# Rear brakes



## stevem5000 (Apr 16, 2003)

96 Altima...

To get the rear drums off, you need to little bolts to screw into the drum and pull it off...

Anyone know the size of the bolts???

I tried 7mm, but the thread pitch wasn't correct...and I don't think its American size...bigger than 1/4-20...

Thanx
Steve


----------



## Asleep (Jan 19, 2003)

its gonna be metric for sure and im trying to find the thread where the question was answered on another board... i seem to remember it being the same bolt as the ones in your hood hinges... i cant be sure though. i keep all of my bolts when in install something and i think thats where those came from that i used on my rotors when i had to pull them. theyll be the same ones for your drums too.


----------



## chuck34gboro (Jun 7, 2003)

ball-pien hammer


----------



## Asleep (Jan 19, 2003)

lol.


----------



## stevem5000 (Apr 16, 2003)

Got it...

8mm course thread...was hard to find as most of the metric sizes at Home Depot are a fine thread...

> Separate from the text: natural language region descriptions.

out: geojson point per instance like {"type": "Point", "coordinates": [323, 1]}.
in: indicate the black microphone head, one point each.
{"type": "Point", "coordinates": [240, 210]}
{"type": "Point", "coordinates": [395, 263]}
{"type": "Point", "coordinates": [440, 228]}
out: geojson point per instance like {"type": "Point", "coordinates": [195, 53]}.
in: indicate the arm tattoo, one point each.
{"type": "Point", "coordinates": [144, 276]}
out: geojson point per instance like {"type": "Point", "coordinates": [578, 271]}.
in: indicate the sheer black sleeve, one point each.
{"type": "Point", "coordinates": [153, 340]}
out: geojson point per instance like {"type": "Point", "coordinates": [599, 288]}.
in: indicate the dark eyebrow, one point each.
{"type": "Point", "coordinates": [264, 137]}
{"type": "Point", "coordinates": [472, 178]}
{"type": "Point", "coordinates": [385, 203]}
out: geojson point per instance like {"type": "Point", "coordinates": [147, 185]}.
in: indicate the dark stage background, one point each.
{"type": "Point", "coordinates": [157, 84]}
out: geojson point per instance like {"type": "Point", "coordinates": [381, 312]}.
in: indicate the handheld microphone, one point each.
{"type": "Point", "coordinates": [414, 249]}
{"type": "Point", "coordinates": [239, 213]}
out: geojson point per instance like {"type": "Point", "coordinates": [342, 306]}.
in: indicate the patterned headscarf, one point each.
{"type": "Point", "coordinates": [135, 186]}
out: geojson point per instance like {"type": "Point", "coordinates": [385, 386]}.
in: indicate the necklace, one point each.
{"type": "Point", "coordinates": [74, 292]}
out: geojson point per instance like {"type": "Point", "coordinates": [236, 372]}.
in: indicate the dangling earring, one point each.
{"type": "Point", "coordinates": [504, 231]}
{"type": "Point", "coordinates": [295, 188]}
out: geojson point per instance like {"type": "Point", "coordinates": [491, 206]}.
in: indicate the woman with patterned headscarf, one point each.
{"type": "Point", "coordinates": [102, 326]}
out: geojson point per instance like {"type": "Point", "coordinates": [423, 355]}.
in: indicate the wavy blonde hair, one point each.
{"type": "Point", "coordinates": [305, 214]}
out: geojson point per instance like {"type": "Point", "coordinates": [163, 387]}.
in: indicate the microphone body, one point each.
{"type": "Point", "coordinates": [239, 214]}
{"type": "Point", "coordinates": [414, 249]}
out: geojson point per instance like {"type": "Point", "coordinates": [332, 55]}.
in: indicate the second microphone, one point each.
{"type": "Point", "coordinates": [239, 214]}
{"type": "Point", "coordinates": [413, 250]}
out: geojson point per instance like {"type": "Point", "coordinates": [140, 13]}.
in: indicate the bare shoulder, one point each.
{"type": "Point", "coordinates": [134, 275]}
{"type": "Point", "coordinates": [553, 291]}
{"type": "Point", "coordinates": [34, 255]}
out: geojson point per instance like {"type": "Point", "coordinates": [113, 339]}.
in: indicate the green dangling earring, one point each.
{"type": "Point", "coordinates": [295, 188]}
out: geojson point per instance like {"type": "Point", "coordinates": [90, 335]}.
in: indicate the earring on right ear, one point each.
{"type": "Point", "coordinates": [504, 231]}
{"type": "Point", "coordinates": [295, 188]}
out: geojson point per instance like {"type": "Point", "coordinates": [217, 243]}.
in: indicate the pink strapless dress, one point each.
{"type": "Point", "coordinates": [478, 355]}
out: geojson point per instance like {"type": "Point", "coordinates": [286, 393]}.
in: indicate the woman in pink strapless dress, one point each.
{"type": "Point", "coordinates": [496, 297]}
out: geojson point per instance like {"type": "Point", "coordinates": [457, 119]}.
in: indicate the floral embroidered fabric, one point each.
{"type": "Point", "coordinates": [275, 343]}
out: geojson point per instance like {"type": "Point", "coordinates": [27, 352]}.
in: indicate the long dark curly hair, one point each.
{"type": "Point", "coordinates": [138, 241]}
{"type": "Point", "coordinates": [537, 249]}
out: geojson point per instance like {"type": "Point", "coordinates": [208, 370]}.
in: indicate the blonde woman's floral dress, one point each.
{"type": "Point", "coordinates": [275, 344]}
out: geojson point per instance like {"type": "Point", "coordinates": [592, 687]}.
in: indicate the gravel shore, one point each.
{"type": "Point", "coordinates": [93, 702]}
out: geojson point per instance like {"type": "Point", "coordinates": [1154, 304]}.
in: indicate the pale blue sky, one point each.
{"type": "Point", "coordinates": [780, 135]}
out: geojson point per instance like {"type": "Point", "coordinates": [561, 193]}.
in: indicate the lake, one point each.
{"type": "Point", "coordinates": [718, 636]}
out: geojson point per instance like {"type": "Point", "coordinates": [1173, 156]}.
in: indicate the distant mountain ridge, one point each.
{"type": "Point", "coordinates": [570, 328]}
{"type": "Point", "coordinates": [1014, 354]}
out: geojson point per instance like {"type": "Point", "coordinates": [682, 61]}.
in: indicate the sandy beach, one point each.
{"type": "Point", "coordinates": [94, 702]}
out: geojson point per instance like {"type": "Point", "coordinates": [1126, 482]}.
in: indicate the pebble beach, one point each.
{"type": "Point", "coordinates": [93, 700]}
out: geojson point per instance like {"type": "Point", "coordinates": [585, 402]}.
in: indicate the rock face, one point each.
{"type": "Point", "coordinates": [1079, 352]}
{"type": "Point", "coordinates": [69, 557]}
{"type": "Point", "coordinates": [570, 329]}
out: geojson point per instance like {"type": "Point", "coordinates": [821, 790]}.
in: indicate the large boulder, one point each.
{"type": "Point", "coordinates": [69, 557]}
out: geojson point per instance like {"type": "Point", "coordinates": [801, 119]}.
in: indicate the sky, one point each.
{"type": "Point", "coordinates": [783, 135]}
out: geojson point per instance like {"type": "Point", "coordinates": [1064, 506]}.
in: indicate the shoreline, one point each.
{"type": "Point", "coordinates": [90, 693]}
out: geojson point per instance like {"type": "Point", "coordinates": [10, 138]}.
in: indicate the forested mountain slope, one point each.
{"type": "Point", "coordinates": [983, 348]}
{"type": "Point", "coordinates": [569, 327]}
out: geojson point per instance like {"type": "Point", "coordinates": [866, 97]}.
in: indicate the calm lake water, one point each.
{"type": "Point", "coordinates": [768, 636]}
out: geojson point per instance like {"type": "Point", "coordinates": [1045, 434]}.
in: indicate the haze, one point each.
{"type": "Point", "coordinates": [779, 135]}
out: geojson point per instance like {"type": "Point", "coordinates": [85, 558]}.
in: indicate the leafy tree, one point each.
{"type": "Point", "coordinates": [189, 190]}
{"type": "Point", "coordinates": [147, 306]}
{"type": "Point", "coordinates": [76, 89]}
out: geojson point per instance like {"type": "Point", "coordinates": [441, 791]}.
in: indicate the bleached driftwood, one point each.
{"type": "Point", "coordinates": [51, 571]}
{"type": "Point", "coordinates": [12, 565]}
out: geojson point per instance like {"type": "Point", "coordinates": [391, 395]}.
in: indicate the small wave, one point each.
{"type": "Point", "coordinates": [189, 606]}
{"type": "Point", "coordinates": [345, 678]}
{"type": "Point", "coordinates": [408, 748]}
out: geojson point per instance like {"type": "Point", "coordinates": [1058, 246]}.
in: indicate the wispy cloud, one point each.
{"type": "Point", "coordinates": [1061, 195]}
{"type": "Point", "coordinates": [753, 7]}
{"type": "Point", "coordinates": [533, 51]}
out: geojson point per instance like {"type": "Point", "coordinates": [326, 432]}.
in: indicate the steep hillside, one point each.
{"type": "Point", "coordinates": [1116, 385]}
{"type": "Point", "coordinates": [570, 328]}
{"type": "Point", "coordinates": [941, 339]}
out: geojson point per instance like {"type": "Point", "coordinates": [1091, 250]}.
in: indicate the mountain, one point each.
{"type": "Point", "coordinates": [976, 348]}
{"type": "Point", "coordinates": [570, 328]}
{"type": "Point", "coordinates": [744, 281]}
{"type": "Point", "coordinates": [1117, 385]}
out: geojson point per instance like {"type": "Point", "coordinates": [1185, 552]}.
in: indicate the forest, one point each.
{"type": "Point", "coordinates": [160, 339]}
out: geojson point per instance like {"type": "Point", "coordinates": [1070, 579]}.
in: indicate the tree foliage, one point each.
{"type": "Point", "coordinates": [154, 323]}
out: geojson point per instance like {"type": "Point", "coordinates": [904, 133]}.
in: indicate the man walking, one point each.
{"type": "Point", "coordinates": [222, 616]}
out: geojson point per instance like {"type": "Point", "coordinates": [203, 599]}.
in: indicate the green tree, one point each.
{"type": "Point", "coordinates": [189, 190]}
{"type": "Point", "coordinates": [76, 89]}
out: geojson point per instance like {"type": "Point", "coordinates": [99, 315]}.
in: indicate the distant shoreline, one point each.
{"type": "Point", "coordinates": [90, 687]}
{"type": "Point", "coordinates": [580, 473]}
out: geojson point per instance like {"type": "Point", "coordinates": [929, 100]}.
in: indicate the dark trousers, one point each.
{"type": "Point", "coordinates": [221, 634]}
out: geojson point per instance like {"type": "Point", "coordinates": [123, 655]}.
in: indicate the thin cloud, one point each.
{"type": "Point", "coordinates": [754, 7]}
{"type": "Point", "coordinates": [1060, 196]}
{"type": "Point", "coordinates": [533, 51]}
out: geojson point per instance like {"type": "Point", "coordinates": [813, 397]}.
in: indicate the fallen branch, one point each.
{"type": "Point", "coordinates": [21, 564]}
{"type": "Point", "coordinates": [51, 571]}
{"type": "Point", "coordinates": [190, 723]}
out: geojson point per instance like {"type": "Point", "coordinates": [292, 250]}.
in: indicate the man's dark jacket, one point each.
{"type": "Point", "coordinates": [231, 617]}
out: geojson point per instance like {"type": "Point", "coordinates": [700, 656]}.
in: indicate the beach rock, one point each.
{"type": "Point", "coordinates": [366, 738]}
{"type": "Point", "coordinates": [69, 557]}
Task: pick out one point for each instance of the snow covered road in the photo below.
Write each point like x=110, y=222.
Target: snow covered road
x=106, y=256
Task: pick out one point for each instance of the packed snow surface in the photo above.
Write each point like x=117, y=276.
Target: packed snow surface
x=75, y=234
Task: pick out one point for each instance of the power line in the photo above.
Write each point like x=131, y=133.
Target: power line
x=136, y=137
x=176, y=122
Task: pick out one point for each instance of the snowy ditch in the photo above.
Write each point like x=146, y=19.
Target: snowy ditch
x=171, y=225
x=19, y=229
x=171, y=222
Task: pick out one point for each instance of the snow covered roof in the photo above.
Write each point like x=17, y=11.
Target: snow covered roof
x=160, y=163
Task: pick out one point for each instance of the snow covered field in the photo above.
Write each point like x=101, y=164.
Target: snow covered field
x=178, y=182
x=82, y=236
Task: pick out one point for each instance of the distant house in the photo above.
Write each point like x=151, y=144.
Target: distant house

Ace Hardware...you my man!!!


----------



## lakers (Dec 6, 2004)

*Tool information*



stevem5000 said:


> Got it...
> 
> 8mm course thread...was hard to find as most of the metric sizes at Home Depot are a fine thread...
> 
> Ace Hardware...you my man!!!


Hi Buddy,

I have a same situation for fixing my rear brakes and I saw a screws on the drum. can you tell me what type of tool require to pull them out. I am going to try tonight fix it. I want to know do i have a tool or i need to buy. 

Thanks


----------



## stevem5000 (Apr 16, 2003)

Hey...

Read the posts...

You screw in an 8mm bolt into the little holes on the drum...this forces the drum off the axel...

steve


----------



## lakers (Dec 6, 2004)

stevem5000 said:


> Hey...
> 
> Read the posts...
> 
> ...


Hi Stevem5000,

Thanks a lot,

Finally I followed your guidance which worked very good. I bought 8mm bolt from ACE hardware store. I came out OK. Thank you again. Help me a lot.

Lakers


----------



## Asleep (Jan 19, 2003)

very nice, everyones happy.


----------